About 5 months ago during a sexual encounter with my lover of 4 years I had, what has now become, a life changing incident.  During a moment of intense connection he asked me, “Are you my little girl? Am I your Daddy?”  Even now, I can still feel the ‘shift’ that changed my carefully guarded and managed inner world when I responded, “yes, Daddy.”   

Even looking back now, I have no language that could truly describe what that brief exchange meant to me.  Relief, Release…the beginning of meaningful Trust.  And even though I didn’t see it coming - it brought about complete shift in my carefully constructed emotional paradigm that was my safety net.
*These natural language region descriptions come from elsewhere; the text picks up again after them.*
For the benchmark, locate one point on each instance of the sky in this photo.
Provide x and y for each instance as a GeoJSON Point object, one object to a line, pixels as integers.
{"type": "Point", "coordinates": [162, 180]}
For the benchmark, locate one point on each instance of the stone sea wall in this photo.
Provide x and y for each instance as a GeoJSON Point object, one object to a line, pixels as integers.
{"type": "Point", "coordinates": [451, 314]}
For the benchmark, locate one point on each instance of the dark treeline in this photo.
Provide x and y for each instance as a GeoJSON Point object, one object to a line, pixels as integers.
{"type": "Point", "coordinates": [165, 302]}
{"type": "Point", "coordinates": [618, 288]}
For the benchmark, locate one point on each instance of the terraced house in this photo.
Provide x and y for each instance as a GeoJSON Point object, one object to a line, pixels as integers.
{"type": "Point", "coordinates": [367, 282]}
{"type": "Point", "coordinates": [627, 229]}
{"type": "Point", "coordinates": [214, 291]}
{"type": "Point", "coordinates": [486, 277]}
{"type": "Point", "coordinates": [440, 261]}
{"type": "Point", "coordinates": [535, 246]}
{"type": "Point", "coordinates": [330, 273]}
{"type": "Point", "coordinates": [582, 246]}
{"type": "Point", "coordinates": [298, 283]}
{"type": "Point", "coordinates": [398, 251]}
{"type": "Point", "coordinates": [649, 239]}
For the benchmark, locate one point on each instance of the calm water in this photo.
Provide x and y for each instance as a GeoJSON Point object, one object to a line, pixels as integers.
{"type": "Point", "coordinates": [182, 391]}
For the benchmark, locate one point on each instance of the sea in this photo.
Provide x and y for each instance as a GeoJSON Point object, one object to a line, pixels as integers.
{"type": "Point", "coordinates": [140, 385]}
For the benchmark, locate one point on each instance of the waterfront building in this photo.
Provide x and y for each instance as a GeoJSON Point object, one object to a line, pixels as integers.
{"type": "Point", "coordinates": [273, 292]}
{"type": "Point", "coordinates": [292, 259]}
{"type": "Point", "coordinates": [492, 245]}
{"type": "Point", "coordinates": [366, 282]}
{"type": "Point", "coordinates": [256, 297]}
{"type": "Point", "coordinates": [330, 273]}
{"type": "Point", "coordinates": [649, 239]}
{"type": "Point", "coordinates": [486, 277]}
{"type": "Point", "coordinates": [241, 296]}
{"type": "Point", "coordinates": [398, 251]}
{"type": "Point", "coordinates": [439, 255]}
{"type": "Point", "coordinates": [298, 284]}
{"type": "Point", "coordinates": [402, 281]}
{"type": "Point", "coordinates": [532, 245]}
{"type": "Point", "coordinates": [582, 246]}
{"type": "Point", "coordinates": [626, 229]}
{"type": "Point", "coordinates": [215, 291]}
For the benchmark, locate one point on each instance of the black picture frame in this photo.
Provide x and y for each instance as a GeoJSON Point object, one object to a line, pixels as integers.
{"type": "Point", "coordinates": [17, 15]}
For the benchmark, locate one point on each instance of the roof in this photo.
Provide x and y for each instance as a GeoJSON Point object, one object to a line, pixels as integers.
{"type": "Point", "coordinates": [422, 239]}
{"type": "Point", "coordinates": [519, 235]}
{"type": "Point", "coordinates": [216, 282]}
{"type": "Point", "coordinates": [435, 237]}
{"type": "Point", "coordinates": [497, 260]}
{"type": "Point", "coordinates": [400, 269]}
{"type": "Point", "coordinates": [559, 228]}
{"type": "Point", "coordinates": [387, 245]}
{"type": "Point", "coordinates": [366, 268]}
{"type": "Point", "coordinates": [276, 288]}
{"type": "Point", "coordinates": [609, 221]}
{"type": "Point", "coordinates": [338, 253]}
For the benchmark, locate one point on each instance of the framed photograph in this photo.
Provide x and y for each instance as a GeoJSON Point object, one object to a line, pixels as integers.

I did not know that this little ‘acknowledgment’ would end up being my undoing, my Achilles heel!

We have had a rocky relationship off and on mostly because of trust and anger issues on my part, and detachment and selfishness on his part.  Both of us know, can admit, and agree upon these points now.  Even as of last night we talked for almost four hours and we both know and can tell each other that we love each other immensely.  He says he knows that I need someone to take care of me.  I have acknowledged him in my heart and verbally as my Master, my soul-mate and now even as my Daddy.

I have been a successful and well-respected sales professional.  However, I now feel as if I am losing myself – my very identity as my interest wanes for my ‘adult world.’  I am finding that I no longer possess the skills to put my defenses back on.  I feel like a little girl and in feeling that way I am almost overwhelmed by some unknowable, unthinkable, debilitating fear.  My monsters are crawling out from under the bed and I stand defenseless against them.

I want his help.  I need his help.  Now I feel that for whatever reason, this part of me, the little girl has surfaced and she is somehow melding my consciousness.  While there are sweet, timid and innocent parts to her that he finds very appealing – there is also this obstinate, scared, bratty part of her that is angry and defensive.  He likes the sweet, but has no clue how to deal with the angry and defensive.   

Does any of this make sense to anyone out there?  It feels strange to post something so personal in a public forum.  However, keeping all of this a secret inside myself while others around me have no clue what is going on has made me a prisoner in my own head.  It’s not a pretty prison right now.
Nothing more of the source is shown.